The solution to the problem was the first version of what I have called the Spider Schema. I named it the Spider Schema because in data modeling tools, the schema looked just like a Spider.
What is the Spider Schema you ask? Well the Spider Schema was the process of removing the Relational Foreign Keys from the Fact Table, and creating another Dimension from it. I called this dimension the Intermediate Dimension. This made the Intermediate Dimension the center of the data set instead of the Fact Table.
However things have evolved since then ……..
Over the years I learned that the Spider Schema had far more to offer when modeling data. I was able to create cascading Intermediate Dimensions which I could use with numerous Fact Tables saving storage space with Foreign Keys that would have been stored in all those Fact Tables over and over again.
On one project I worked on, a Big Data proof of concept was completed to take a large amounts of data, and put it into a single table. The concept was to prove that small tables (tables with only a few columns ) were faster than large tables (tables which had numerous columns).
The project was a success as the data stored in the one small table was significantly faster than the large table that stored the same data. But it was not very useable from an Transactional or Analytical perspective. However this idea stuck in the back of my mind over the years, and then one day I found a way to take data modeled into the Spider Schema, and do a similar thing with it.
Currently I am working on a project as the Data Architect building out a new ERP system using the Spider Schema as a data model. A proof of concept has already proven that a tool like MS Excel can be connected to it via Pivot Tables, with no changes, and provide analytical reporting in addition to Tabular / Analytical Cubes.
Imagine: no ETL, no scheduled job that runs every night to pull and refresh the data in the Data Warehouse. Up to the minute data can be analyzed by just refreshing an analytical report, dashboard, or Excel Pivot table based workbook.

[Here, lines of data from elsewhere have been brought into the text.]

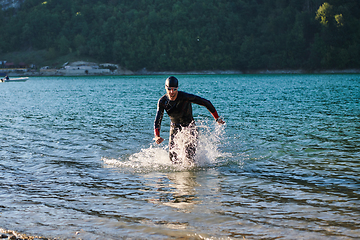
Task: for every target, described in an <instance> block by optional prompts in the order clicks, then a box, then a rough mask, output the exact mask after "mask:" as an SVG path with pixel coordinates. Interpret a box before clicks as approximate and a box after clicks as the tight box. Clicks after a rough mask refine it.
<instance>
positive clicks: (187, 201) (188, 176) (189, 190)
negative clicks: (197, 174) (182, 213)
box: [149, 171, 199, 212]
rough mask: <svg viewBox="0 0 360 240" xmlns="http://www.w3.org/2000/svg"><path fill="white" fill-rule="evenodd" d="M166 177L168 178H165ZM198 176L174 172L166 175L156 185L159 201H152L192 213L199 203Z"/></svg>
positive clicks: (182, 172)
mask: <svg viewBox="0 0 360 240" xmlns="http://www.w3.org/2000/svg"><path fill="white" fill-rule="evenodd" d="M165 176H166V177H165ZM197 186H199V184H198V183H197V182H196V175H195V174H194V173H193V172H185V171H184V172H174V173H168V174H166V175H164V177H162V178H160V179H159V180H158V182H157V183H156V186H154V187H155V188H157V191H158V196H157V197H158V198H157V199H150V200H149V201H151V202H153V203H161V204H164V205H166V206H170V207H173V208H177V209H179V210H182V211H188V212H191V209H192V208H193V205H194V204H197V203H199V202H198V201H199V199H198V197H197V191H196V187H197Z"/></svg>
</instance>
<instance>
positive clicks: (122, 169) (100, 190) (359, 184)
mask: <svg viewBox="0 0 360 240" xmlns="http://www.w3.org/2000/svg"><path fill="white" fill-rule="evenodd" d="M166 77H167V76H119V77H111V76H110V77H109V76H104V77H31V78H30V79H29V80H28V81H27V82H19V83H1V84H0V98H1V105H0V109H1V112H0V114H1V117H0V133H1V135H0V136H1V138H0V143H1V146H0V228H4V229H10V230H16V231H19V232H23V233H26V234H29V235H41V236H45V237H50V238H57V239H122V238H131V239H178V238H182V239H244V238H245V239H359V237H360V75H359V74H343V75H342V74H339V75H321V74H319V75H296V74H295V75H180V76H177V77H178V79H179V82H180V90H183V91H186V92H190V93H193V94H197V95H199V96H202V97H205V98H207V99H209V100H210V101H211V102H212V103H213V104H214V106H215V107H216V109H217V110H218V113H219V115H221V116H222V117H223V119H224V120H225V121H226V125H225V126H219V125H217V124H215V122H214V120H213V119H212V116H211V115H210V113H209V112H208V111H207V110H206V108H204V107H201V106H197V105H193V112H194V117H195V120H196V124H197V126H198V129H199V131H200V139H199V141H200V142H199V146H198V151H197V156H196V164H195V165H190V166H189V165H180V166H173V165H172V164H171V163H170V160H169V158H168V153H167V144H168V134H169V126H170V124H169V122H170V121H169V118H168V116H167V115H166V113H165V115H164V119H163V123H162V129H161V135H162V136H163V137H164V138H165V139H166V140H165V141H164V143H162V144H161V145H156V144H154V142H153V122H154V118H155V114H156V105H157V101H158V99H159V98H160V97H161V96H162V95H163V94H164V93H165V89H164V82H165V79H166Z"/></svg>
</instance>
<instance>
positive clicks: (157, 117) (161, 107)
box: [154, 99, 164, 136]
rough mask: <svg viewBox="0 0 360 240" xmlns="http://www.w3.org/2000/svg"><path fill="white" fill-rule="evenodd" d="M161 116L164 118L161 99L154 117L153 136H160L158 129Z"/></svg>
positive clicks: (160, 124) (163, 110)
mask: <svg viewBox="0 0 360 240" xmlns="http://www.w3.org/2000/svg"><path fill="white" fill-rule="evenodd" d="M163 116H164V107H163V104H162V101H161V99H159V101H158V105H157V112H156V117H155V121H154V135H155V136H160V127H161V121H162V118H163Z"/></svg>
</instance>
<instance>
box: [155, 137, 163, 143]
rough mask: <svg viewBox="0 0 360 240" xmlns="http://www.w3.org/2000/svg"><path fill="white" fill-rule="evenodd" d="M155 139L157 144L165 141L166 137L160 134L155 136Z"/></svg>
mask: <svg viewBox="0 0 360 240" xmlns="http://www.w3.org/2000/svg"><path fill="white" fill-rule="evenodd" d="M154 140H155V142H156V143H157V144H160V143H162V142H163V141H164V139H163V138H162V137H160V136H155V138H154Z"/></svg>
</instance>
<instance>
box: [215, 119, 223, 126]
mask: <svg viewBox="0 0 360 240" xmlns="http://www.w3.org/2000/svg"><path fill="white" fill-rule="evenodd" d="M216 122H217V123H218V124H220V125H223V124H225V121H224V120H222V118H218V119H216Z"/></svg>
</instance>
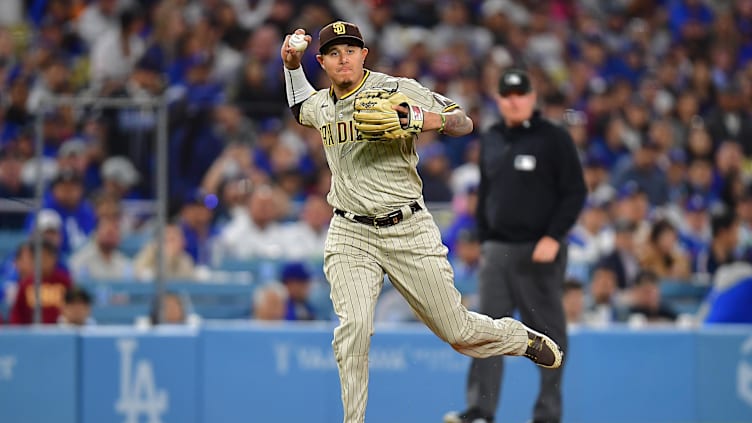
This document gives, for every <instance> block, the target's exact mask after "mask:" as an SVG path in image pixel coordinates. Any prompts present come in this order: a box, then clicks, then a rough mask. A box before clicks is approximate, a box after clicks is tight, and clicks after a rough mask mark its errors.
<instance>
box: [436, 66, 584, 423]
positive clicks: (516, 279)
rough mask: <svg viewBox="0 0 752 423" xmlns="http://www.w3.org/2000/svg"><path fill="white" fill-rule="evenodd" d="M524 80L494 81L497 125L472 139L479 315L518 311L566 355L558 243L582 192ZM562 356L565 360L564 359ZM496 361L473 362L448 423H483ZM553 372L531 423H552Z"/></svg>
mask: <svg viewBox="0 0 752 423" xmlns="http://www.w3.org/2000/svg"><path fill="white" fill-rule="evenodd" d="M536 101H537V97H536V93H535V90H534V89H533V86H532V84H531V81H530V78H529V76H528V74H527V73H526V72H525V71H523V70H521V69H509V70H507V71H506V72H504V74H503V75H502V77H501V80H500V81H499V96H498V97H497V99H496V103H497V106H498V108H499V111H500V112H501V115H502V120H501V121H500V122H498V123H497V124H495V125H493V126H492V127H490V128H489V129H488V131H487V132H486V133H485V134H483V136H482V138H481V154H480V157H481V163H480V173H481V180H480V186H479V190H478V207H477V222H478V233H479V236H480V239H481V242H482V243H483V249H482V251H483V253H482V254H483V256H482V257H483V258H482V262H481V263H482V264H481V268H480V272H479V286H478V291H479V292H478V293H479V299H480V310H479V311H480V312H481V313H484V314H488V315H489V316H491V317H493V318H499V317H502V316H512V314H513V313H514V312H515V311H518V312H519V314H520V317H521V320H522V321H523V322H524V323H525V324H526V325H528V326H530V327H531V328H533V329H535V330H538V331H541V332H543V333H545V334H547V335H549V336H550V337H551V338H552V339H553V340H554V341H555V342H556V343H558V344H559V345H560V346H561V348H562V349H563V350H564V351H565V354H566V349H567V333H566V320H565V318H564V311H563V308H562V302H561V297H562V284H563V282H564V272H565V269H566V261H567V247H566V236H567V232H568V231H569V229H570V228H571V227H572V225H574V223H575V221H576V220H577V217H578V215H579V213H580V210H581V209H582V207H583V204H584V202H585V197H586V195H587V188H586V187H585V181H584V179H583V176H582V166H581V164H580V160H579V157H578V155H577V150H576V148H575V146H574V142H573V141H572V138H571V137H570V135H569V133H568V132H567V131H566V130H565V129H563V128H561V127H559V126H557V125H555V124H553V123H552V122H550V121H548V120H546V119H544V118H543V117H542V116H541V114H540V111H538V110H536V109H535V105H536ZM565 357H566V355H565ZM502 370H503V359H502V357H501V356H499V357H492V358H486V359H474V360H473V362H472V365H471V367H470V373H469V376H468V384H467V402H468V409H467V410H466V411H465V412H463V413H460V414H457V413H449V414H447V416H446V417H445V421H446V422H447V423H470V422H475V423H480V422H484V421H485V422H489V423H490V422H492V421H493V418H494V415H495V411H496V408H497V405H498V402H499V392H500V386H501V377H502ZM561 377H562V369H561V368H559V369H557V370H548V369H541V383H540V391H539V394H538V400H537V402H536V403H535V409H534V412H533V422H535V423H554V422H557V423H558V422H560V421H561V408H562V406H561Z"/></svg>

For years I have created Analytical solutions for applications like People Soft, JD Edwards, Great Plains, Oasis, DSI, CIMPRO, Siebel, and many others. None of these systems had built in Analytical capabilities, and all of them are very expensive software applications.
When one takes a look at the budget to buy or create a custom ERP / CRM System, and then create a custom Analytical Reporting system the numbers are staggering. Imagine doing ½ the work for one system, and being done with it, using half the budget!